Wagner — who is also the author of novels such as “The Chrysanthemum Palace” and “Dead Stars” — wrote the script for “Maps” as a harsh antidote to that endeavor. “I knew that in order to purge this path of corruption that I was on in the business, I had to write something that was completely uncensored and embodied some of my interests, which were fame, death, mutilation, and those things which are mysterious and can’t be explained,” he said in our interview. “But Oliver was repelled by the script. He just thought I was insane. So I tried to get the movie going for a while, but it was impossible.”

More than a decade later, the project gained some momentum when Cronenberg signed on to direct; the script’s themes of physical and psychological mutilation echoed those in Cronenberg’s early horror films (“Scanners,” “The Fly”), as well as his more recent searing dramas such as “A History of Violence” and “Eastern Promises.”

Cronenberg, who is Jewish as well as an atheist and existentialist, noted that many of the film’s characters behave in ghastly ways because they “are terrified that they will, in essence, cease to exist,” he said. “If you’re an actor, your purpose and the meaning of your existence is to be on that screen, to be on the red carpet and to be seen and celebrated, to have your image floating separately from your body. So when you think of the character of Havana Segrand, she is like so many actresses who have had their moment of fame, but at the age of 40 have disappeared. It’s a kind of weird pre-death, an existential crisis — you worry about oblivion before actual physical death, and that was very poignant to me.”
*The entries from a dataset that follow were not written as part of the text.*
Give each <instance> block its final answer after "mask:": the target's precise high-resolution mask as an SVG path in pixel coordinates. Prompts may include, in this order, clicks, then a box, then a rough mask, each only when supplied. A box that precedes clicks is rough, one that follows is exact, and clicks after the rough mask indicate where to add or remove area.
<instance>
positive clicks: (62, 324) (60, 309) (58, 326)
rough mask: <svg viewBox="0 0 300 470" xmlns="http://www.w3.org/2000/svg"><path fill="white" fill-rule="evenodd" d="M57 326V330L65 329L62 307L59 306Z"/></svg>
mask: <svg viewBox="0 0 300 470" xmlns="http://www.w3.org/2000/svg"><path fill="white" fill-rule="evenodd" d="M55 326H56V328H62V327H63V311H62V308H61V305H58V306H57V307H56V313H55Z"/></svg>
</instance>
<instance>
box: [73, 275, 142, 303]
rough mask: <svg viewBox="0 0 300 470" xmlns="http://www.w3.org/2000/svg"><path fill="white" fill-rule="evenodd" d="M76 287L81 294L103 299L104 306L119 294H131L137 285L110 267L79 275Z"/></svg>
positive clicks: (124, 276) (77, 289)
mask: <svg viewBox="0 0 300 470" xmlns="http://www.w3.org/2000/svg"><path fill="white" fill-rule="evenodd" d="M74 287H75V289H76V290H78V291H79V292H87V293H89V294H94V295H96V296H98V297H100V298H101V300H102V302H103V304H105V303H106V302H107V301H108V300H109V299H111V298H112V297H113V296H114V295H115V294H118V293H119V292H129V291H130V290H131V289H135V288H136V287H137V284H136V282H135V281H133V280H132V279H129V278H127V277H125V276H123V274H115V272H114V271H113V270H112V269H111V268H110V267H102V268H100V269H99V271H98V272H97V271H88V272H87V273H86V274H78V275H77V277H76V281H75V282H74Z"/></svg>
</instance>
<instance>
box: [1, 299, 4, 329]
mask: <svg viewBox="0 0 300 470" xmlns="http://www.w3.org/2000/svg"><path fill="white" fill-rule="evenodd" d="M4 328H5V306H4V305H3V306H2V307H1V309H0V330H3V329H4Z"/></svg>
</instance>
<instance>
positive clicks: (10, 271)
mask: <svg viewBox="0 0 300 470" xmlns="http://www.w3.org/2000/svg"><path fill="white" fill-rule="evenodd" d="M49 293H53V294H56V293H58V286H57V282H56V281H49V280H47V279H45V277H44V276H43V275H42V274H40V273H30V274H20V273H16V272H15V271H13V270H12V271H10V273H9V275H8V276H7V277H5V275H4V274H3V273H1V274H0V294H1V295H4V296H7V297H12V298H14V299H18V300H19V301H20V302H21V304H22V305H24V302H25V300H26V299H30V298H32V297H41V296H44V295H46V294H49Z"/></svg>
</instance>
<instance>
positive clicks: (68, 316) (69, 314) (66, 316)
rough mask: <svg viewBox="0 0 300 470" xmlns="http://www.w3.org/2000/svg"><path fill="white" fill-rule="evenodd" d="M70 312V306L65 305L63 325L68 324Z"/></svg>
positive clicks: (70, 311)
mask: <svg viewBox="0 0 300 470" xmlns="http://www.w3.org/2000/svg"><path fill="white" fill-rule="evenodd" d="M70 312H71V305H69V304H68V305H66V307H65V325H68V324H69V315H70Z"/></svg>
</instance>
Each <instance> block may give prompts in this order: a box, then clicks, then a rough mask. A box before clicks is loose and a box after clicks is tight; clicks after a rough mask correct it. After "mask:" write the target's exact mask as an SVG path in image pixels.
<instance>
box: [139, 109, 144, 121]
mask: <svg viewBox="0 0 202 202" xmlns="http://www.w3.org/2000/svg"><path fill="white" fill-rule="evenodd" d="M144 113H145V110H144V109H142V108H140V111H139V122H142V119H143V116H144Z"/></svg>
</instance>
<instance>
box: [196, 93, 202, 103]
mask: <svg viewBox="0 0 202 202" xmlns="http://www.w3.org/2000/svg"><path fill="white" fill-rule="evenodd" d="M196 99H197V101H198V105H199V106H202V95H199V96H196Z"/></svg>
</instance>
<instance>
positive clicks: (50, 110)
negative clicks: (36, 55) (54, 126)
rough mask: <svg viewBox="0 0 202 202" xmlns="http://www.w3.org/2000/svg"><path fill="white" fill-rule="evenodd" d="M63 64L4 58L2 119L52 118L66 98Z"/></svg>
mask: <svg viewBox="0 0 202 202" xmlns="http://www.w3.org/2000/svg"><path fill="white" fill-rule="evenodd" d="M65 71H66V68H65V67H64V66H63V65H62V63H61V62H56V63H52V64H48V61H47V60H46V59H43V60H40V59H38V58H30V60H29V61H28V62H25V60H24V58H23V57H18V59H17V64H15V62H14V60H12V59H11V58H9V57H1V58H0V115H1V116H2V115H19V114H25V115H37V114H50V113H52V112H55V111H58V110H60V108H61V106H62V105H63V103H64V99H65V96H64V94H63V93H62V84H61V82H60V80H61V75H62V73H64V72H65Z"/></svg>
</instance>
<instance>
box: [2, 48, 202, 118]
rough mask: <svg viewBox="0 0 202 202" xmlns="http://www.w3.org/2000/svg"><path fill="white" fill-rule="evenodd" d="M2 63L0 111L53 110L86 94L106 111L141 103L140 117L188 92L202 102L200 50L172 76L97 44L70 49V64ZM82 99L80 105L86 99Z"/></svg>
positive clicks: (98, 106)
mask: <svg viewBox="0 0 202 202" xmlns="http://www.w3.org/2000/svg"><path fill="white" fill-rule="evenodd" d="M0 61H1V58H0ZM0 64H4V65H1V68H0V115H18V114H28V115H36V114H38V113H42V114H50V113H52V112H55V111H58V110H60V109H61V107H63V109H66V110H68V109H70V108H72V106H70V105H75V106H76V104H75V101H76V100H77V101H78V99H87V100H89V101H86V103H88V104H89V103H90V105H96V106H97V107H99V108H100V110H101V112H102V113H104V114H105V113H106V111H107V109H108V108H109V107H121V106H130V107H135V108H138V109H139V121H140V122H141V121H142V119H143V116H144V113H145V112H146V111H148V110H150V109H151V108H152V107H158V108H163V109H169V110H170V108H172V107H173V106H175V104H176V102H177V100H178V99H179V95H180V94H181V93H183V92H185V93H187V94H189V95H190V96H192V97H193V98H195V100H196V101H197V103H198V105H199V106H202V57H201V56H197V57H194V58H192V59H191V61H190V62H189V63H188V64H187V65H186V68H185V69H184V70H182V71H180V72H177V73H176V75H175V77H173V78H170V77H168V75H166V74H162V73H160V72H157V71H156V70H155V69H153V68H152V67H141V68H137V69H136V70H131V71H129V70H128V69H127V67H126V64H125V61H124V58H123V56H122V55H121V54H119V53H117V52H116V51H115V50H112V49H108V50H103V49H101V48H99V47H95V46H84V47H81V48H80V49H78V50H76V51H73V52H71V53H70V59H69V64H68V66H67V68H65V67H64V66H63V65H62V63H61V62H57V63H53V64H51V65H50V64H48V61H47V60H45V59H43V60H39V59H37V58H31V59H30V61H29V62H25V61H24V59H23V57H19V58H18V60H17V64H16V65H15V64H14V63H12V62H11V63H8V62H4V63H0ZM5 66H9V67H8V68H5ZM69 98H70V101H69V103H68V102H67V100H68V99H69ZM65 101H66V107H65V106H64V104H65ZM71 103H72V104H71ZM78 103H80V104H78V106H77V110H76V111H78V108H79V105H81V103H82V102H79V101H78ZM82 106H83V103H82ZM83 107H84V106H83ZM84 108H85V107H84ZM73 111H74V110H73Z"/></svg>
For Wagner, the film is a riff on the sacred as well as the profane. “Agatha’s mission ultimately is to liberate the family from its secrets; she wants to end the cycle of incest,” he said. “And even though her methods are faulty, at the end there is something quite sacred and beautiful about the way she [and her brother] choose to leave the world.

“Maps to the Stars” opens in theaters Feb. 27.